Gee... It was just today that the House passed a bill that would prevent the interest rates from doubling on July 1. And, guess who is opposed to this bill and who threatened to veto this bill? Democrats and Barack Obama. So don't give me this bull about the Democrats caring more about reducing college loan costs. That's a bunch of horse hockey. You may have your head in the sand but I sure as heck don't. Wake up to the reality that the Democrats and Obama don't give a rats A$$ about the citizens of this country. The only thing the socialist Stalin-loving Democrats is having more power and control over our lives.

Teresa said...

Here is a link to an article on this political circus act being done by our president - http://www.marketwatch.com/story/house-defies-veto-threat-passes-loan-bill-2012-04-27?link=MW_home_latest_news

KP said...

@Finntann: very interesting commnets!

You appear to be well aquainted with the system.
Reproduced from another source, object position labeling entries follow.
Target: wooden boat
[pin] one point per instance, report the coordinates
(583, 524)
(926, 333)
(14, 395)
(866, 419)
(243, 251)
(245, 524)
Do you work close to the university system in CO?

Finntann said...

No, just an eductated consumer, both personally and professionally.

It is pathetic how many college graduates in today's job market received little more from their college than a piece of paper.

Cheers!

KP said...

... and a full (albeit extremely expensive) social life.

Cheers!

Ducky's here said...

Teresa, why not check out the riders that were attached and inform yourself.

It's really sad how clueless the fringe right is.

MathewK said...

I wonder if the Republicans should even bother, after all the youth vote usually goes to the democrats and they'll paint conservatives as bastards and baby killers either way, so why bother pandering to them.